What’s next.

Continued progress in reinventing the relationship between people and technology.

×

Hearing is like seeing – for our brains and for machines

In a time when Neural Networks are increasingly popular for advancing voice technologies, language understanding and AI, it’s interesting to remember that many of the current approaches were originally developed for image or video processing. Studying Convolutional Neural Networks (CNNs), it’s no coincidence that the brain uses very similar processes to process both visual and audio/speech stimuli, is it?

By
Seeing is like hearing for machines and human brains

As noted in previous posts, there is an array of neural net machine learning approaches that are simply more than just “deep.” In a time when Neural Networks are increasingly popular for advancing voice technologies, language understanding and AI, it’s interesting that many of the current approaches were originally developed for image or video processing. One of those methods, Convolutional Neural Networks (CNNs), creates exciting opportunities for advancing the state of the art in voice, and it’s easy to see how image processing neural nets can be applied today to voice when compared to the way we as humans process things in our brains.
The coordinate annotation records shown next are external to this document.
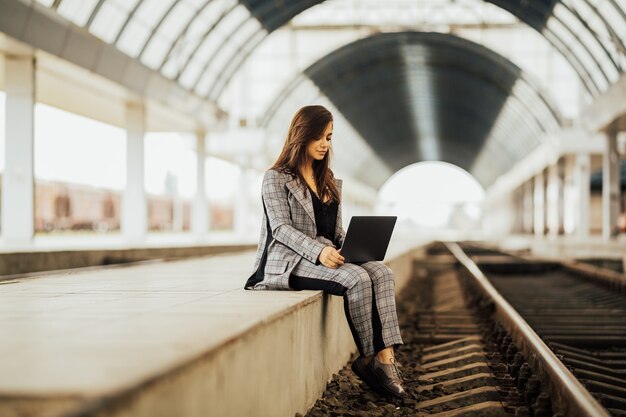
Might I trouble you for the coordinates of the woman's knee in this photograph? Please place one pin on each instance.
(357, 276)
(380, 271)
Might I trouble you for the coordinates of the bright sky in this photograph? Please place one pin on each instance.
(427, 193)
(74, 149)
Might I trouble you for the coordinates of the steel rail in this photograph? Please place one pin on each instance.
(573, 397)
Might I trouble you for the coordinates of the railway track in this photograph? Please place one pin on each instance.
(582, 321)
(469, 352)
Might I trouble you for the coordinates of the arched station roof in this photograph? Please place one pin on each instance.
(202, 43)
(415, 96)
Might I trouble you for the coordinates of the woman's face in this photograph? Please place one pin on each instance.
(316, 149)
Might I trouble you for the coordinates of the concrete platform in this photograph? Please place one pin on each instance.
(178, 338)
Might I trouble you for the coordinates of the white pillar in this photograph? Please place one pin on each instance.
(242, 198)
(18, 189)
(610, 186)
(552, 196)
(134, 211)
(200, 215)
(539, 203)
(582, 195)
(528, 207)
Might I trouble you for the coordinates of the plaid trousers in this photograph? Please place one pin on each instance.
(368, 291)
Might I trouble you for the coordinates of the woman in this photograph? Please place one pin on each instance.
(300, 248)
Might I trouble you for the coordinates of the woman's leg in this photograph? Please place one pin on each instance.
(385, 319)
(354, 284)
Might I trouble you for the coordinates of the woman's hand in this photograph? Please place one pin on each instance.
(331, 257)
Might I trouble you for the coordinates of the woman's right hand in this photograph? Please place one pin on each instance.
(331, 257)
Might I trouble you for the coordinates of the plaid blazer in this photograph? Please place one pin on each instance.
(292, 221)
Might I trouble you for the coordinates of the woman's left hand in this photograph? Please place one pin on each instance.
(331, 257)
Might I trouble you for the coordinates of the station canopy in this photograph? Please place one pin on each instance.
(433, 96)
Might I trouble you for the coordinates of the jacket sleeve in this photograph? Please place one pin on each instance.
(342, 233)
(274, 195)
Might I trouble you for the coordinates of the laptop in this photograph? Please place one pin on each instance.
(367, 238)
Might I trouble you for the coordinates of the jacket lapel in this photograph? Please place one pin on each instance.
(301, 193)
(338, 225)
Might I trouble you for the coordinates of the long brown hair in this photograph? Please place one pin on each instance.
(308, 124)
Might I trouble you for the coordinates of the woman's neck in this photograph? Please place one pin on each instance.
(307, 170)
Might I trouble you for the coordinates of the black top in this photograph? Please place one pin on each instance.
(325, 216)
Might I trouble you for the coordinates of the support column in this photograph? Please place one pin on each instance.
(552, 194)
(610, 186)
(582, 185)
(200, 217)
(134, 211)
(18, 180)
(539, 204)
(242, 197)
(528, 207)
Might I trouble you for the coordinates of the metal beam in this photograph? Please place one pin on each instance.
(24, 22)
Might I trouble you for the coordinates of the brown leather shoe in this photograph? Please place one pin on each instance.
(364, 372)
(388, 377)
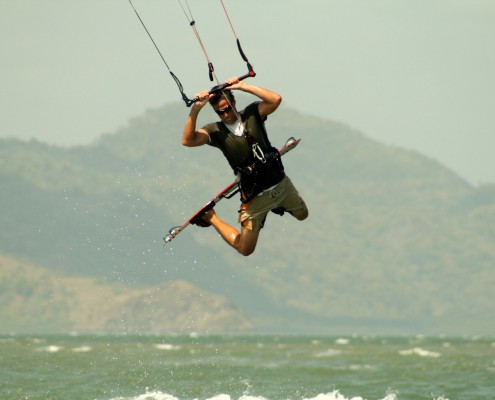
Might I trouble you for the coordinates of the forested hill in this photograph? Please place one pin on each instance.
(395, 242)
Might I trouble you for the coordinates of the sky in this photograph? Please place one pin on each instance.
(415, 74)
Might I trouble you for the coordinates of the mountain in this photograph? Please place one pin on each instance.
(395, 242)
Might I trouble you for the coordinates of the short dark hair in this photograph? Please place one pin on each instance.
(227, 94)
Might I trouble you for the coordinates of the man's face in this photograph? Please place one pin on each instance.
(225, 111)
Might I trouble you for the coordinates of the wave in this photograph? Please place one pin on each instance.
(418, 351)
(334, 395)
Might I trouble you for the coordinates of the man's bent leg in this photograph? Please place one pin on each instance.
(244, 242)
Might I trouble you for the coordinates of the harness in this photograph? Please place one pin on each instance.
(266, 171)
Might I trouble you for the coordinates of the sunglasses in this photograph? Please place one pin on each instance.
(225, 110)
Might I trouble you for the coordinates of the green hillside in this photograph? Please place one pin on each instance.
(394, 243)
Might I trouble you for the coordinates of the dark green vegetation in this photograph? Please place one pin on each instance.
(394, 243)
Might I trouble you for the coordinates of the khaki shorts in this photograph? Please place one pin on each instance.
(253, 214)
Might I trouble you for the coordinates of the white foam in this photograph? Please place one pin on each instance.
(50, 349)
(419, 352)
(166, 346)
(329, 353)
(82, 349)
(157, 395)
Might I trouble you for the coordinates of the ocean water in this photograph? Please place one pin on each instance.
(214, 367)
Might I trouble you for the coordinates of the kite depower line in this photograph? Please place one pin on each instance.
(211, 71)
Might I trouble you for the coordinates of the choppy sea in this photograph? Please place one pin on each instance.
(214, 367)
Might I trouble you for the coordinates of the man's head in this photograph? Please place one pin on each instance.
(223, 104)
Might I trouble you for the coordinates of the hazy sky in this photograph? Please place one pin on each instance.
(418, 74)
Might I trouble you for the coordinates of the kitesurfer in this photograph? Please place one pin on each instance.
(242, 138)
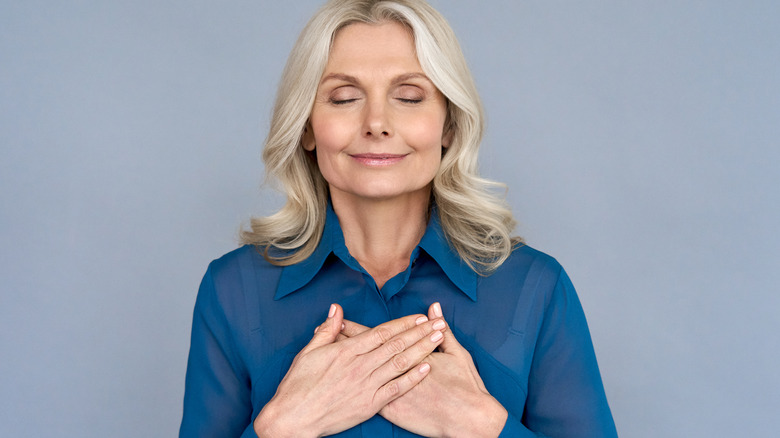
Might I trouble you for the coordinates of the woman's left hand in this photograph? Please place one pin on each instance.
(451, 401)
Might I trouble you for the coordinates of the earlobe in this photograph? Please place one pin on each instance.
(307, 139)
(446, 139)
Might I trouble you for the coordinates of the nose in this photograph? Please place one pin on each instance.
(377, 120)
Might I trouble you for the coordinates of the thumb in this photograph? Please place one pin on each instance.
(327, 332)
(449, 344)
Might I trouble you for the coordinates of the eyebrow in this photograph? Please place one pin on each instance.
(353, 80)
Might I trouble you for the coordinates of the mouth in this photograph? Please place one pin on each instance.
(378, 160)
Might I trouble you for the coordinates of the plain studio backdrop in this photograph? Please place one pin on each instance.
(638, 139)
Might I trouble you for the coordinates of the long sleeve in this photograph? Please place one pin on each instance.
(217, 391)
(565, 393)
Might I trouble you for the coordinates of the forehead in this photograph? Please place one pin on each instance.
(362, 45)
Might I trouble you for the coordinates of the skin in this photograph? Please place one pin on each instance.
(377, 126)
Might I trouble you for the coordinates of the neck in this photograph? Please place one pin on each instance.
(381, 234)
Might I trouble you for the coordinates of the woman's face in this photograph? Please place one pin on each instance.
(377, 121)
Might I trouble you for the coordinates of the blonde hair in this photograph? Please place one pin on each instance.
(476, 222)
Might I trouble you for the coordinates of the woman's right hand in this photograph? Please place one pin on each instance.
(332, 386)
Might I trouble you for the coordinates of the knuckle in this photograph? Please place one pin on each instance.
(382, 335)
(395, 346)
(399, 363)
(392, 389)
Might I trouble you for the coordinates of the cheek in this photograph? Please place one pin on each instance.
(331, 133)
(426, 130)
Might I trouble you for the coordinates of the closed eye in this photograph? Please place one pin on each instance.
(342, 101)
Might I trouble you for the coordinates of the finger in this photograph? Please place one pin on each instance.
(407, 350)
(374, 338)
(327, 332)
(403, 384)
(449, 344)
(352, 329)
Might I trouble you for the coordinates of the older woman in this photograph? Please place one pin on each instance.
(437, 322)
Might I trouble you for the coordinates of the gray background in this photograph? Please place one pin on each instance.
(639, 141)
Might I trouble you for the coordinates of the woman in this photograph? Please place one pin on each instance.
(387, 232)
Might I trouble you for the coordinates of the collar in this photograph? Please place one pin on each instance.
(433, 242)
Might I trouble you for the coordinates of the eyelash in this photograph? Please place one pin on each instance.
(346, 101)
(341, 102)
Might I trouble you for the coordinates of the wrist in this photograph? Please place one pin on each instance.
(270, 423)
(486, 420)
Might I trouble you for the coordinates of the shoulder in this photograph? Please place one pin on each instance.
(247, 257)
(526, 260)
(239, 277)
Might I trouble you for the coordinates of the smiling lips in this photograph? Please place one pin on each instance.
(378, 159)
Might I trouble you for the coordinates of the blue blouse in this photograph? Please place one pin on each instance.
(523, 326)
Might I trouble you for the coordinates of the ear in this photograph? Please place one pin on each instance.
(448, 133)
(307, 140)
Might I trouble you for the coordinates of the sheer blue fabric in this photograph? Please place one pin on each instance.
(523, 325)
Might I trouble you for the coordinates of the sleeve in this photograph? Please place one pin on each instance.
(566, 396)
(217, 392)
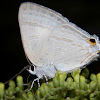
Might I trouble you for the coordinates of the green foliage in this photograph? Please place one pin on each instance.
(74, 86)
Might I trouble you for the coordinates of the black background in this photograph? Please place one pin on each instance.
(84, 14)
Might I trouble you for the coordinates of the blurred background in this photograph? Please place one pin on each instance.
(83, 13)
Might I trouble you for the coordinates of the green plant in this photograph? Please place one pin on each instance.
(74, 86)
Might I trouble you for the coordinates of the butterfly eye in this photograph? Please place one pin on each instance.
(92, 41)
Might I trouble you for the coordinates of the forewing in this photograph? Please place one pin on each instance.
(69, 47)
(36, 23)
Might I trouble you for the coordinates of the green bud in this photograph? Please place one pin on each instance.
(76, 72)
(38, 95)
(12, 84)
(75, 98)
(56, 82)
(61, 78)
(30, 95)
(85, 73)
(20, 82)
(92, 85)
(82, 83)
(93, 77)
(2, 87)
(69, 80)
(51, 85)
(76, 78)
(98, 80)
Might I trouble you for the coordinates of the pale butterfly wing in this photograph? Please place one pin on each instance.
(36, 23)
(70, 48)
(53, 43)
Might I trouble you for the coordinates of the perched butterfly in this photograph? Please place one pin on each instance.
(52, 43)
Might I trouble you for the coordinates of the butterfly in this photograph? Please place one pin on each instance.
(52, 43)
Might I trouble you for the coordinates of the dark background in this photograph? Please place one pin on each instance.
(84, 14)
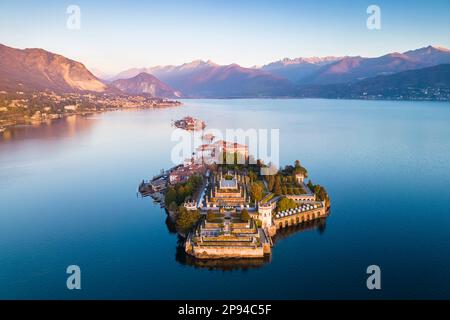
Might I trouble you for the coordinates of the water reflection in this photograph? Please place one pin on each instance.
(62, 128)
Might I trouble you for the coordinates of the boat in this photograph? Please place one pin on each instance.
(189, 123)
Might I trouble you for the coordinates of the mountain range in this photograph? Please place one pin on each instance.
(409, 84)
(37, 69)
(145, 83)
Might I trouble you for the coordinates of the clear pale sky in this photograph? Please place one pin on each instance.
(117, 35)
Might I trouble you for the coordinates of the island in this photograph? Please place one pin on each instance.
(231, 210)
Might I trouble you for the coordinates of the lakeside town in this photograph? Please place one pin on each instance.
(23, 108)
(229, 209)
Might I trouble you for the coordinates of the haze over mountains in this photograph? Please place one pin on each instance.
(37, 69)
(145, 83)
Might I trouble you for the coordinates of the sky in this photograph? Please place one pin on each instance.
(118, 35)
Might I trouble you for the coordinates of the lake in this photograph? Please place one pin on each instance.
(68, 196)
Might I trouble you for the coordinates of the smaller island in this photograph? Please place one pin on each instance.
(190, 124)
(231, 210)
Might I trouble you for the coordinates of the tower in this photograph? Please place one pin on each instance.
(265, 214)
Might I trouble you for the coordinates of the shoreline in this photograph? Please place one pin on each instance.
(9, 124)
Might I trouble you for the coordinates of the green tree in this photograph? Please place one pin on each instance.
(244, 215)
(187, 218)
(256, 191)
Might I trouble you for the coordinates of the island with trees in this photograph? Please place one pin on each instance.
(228, 210)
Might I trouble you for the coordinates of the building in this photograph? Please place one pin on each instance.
(227, 190)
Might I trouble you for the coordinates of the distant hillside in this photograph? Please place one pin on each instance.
(206, 79)
(298, 68)
(37, 69)
(427, 83)
(357, 68)
(145, 83)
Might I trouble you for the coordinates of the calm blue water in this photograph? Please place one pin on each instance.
(68, 196)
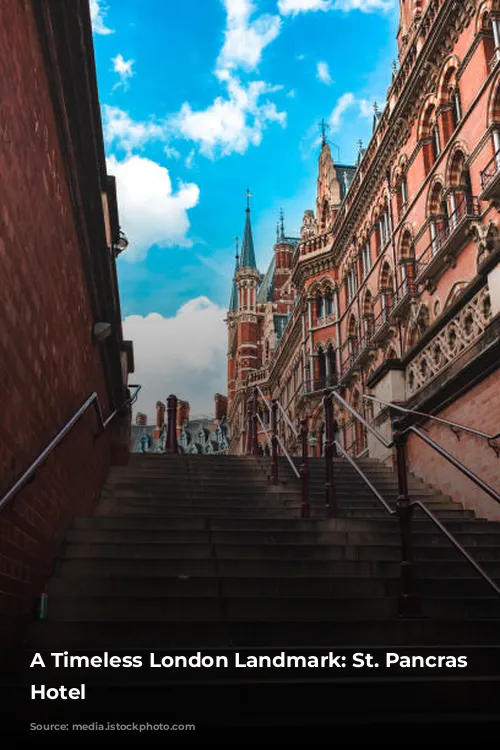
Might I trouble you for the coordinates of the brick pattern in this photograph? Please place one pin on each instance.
(478, 409)
(48, 363)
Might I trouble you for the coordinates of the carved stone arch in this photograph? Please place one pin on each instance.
(454, 293)
(436, 186)
(427, 116)
(385, 276)
(455, 165)
(447, 77)
(406, 248)
(486, 237)
(483, 16)
(494, 103)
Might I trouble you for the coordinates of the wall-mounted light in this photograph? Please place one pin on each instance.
(101, 332)
(121, 245)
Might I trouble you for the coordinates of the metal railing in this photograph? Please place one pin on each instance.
(409, 602)
(456, 427)
(92, 401)
(491, 170)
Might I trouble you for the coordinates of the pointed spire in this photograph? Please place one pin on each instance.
(247, 249)
(233, 303)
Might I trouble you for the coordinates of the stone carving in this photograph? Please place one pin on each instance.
(446, 346)
(309, 225)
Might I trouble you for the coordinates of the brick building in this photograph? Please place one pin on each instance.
(393, 290)
(60, 326)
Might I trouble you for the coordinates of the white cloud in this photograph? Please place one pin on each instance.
(124, 69)
(344, 102)
(128, 134)
(230, 125)
(293, 7)
(184, 354)
(323, 73)
(244, 39)
(98, 12)
(151, 212)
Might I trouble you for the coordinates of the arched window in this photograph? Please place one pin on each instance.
(407, 261)
(368, 319)
(386, 289)
(460, 197)
(328, 302)
(438, 210)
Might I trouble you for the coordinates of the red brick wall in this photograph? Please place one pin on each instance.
(479, 408)
(48, 363)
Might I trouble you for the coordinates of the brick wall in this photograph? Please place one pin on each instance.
(479, 408)
(48, 363)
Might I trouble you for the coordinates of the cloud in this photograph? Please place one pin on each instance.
(124, 69)
(345, 101)
(244, 40)
(184, 354)
(98, 11)
(151, 212)
(230, 125)
(294, 7)
(323, 73)
(120, 130)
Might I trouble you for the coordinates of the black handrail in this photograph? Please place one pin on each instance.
(93, 400)
(447, 422)
(404, 506)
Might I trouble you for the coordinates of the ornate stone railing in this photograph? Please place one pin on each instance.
(457, 335)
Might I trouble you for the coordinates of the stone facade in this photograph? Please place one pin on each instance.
(393, 290)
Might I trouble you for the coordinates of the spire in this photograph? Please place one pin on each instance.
(247, 250)
(233, 303)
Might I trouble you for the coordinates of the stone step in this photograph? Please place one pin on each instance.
(256, 633)
(202, 536)
(303, 586)
(258, 608)
(268, 550)
(111, 567)
(194, 523)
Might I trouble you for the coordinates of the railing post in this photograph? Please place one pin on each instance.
(171, 441)
(305, 510)
(330, 500)
(248, 445)
(255, 437)
(409, 602)
(274, 441)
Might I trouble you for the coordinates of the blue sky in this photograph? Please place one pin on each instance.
(200, 99)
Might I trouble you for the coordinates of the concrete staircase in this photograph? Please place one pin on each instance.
(203, 553)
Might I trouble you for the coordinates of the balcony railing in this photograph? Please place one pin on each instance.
(448, 237)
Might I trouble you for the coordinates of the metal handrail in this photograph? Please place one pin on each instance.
(451, 459)
(93, 400)
(429, 514)
(463, 427)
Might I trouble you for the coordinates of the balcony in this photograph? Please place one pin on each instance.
(402, 297)
(490, 180)
(443, 249)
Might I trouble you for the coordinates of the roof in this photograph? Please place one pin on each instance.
(247, 249)
(265, 293)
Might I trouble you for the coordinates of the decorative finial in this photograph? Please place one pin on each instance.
(248, 195)
(324, 128)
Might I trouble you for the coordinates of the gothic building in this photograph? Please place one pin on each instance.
(393, 288)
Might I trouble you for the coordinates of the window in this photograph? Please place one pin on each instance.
(366, 259)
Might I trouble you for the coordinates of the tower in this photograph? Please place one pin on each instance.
(247, 282)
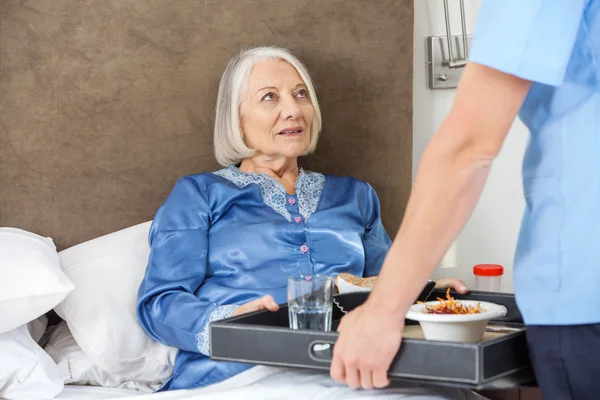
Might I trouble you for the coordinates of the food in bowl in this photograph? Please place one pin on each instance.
(456, 326)
(451, 306)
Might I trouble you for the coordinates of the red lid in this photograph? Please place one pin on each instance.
(488, 270)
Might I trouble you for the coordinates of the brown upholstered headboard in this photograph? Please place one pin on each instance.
(106, 103)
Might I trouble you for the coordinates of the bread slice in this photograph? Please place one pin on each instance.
(358, 281)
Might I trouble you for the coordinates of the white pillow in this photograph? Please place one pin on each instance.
(100, 312)
(76, 368)
(26, 372)
(37, 328)
(31, 280)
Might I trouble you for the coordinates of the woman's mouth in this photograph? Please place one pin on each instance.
(291, 132)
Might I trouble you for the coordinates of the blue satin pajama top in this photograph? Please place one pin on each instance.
(225, 238)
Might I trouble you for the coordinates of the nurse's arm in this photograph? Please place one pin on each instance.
(449, 181)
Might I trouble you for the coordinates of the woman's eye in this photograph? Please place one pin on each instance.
(269, 97)
(302, 93)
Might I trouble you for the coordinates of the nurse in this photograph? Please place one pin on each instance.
(539, 59)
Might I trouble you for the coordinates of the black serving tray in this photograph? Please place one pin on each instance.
(494, 363)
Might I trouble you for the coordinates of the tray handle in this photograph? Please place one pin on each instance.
(321, 350)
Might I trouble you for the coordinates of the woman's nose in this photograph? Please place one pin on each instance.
(290, 108)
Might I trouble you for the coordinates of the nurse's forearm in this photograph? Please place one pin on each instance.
(450, 179)
(446, 191)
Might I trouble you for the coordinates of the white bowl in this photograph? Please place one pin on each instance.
(455, 327)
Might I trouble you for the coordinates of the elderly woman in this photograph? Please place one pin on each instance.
(224, 242)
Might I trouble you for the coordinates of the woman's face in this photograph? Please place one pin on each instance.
(276, 111)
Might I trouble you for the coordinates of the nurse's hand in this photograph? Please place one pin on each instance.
(452, 283)
(264, 303)
(368, 342)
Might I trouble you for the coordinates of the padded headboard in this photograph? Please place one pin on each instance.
(105, 104)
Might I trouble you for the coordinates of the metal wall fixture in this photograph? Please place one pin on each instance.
(447, 55)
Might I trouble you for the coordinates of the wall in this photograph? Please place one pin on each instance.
(105, 104)
(491, 233)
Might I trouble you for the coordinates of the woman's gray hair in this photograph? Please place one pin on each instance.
(230, 148)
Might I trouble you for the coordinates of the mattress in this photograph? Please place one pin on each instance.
(96, 393)
(268, 383)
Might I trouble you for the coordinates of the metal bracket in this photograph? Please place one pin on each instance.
(444, 68)
(441, 74)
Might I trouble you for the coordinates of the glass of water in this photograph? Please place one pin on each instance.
(310, 302)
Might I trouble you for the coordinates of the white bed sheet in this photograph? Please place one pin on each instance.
(268, 383)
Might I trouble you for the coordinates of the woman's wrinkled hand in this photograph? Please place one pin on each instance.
(264, 303)
(452, 283)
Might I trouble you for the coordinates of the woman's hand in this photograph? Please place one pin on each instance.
(453, 283)
(265, 302)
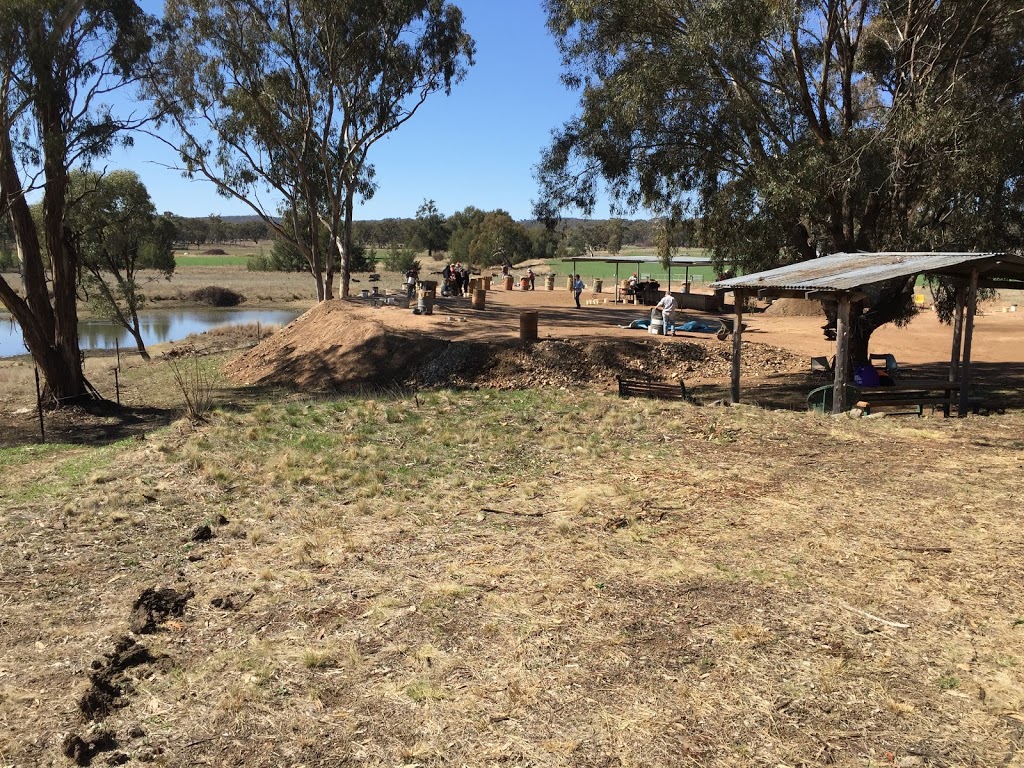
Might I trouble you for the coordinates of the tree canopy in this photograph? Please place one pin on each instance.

Here’s what you need to know about CNNs:

When people search for visual features, say edges or curves at a lower level or eyes and ears at a higher level (in the example of face recognition), you typically do so locally, as all relevant pixels are close to each other. In human visual perception this is reflected by the fact that a cluster of neurons is focused on a small receptive field, which is part of the much larger entire visual field.  Because you don’t know where the relevant features will appear, you have to scan the entire visual field, either sequentially, sliding your small receptive field as a window over it top to bottom and from left to right, or have multiple smaller receptive fields (clusters of neurons) that each focus on (overlapping) small parts of the input. The latter is what CNNs do. Together, these receptive fields cover the entire input and are called “convolutions.” Higher levels of the CNNs then condense the information coming from the individual lower level convolutions and abstract away from the specific location, as shown below.

convolutional-neural-networks-process

 

Because CNNs originated in image recognition, my colleagues who work in handwriting recognition (a visual task) find CNNs very useful for their work, achieving more than 60% error reduction versus previous methods.

But we have also found several applications of CNNs to speech and language.

For example, my colleague Raymond Brueckner just contributed to a paper published at ICASSP 2016 last month, which shows how CNNs can be applied to a raw speech signal in an end-to-end way (i.e. without manual definition of features). The CNNs look at the speech signal by unfolding an input field with time as one dimension and the energy distribution over the various frequencies as the second dimension into their “convolutions,” thereby learning automatically which frequency bands are most relevant for speech. The higher layers of the network were then used to detect emotions in the speech signal.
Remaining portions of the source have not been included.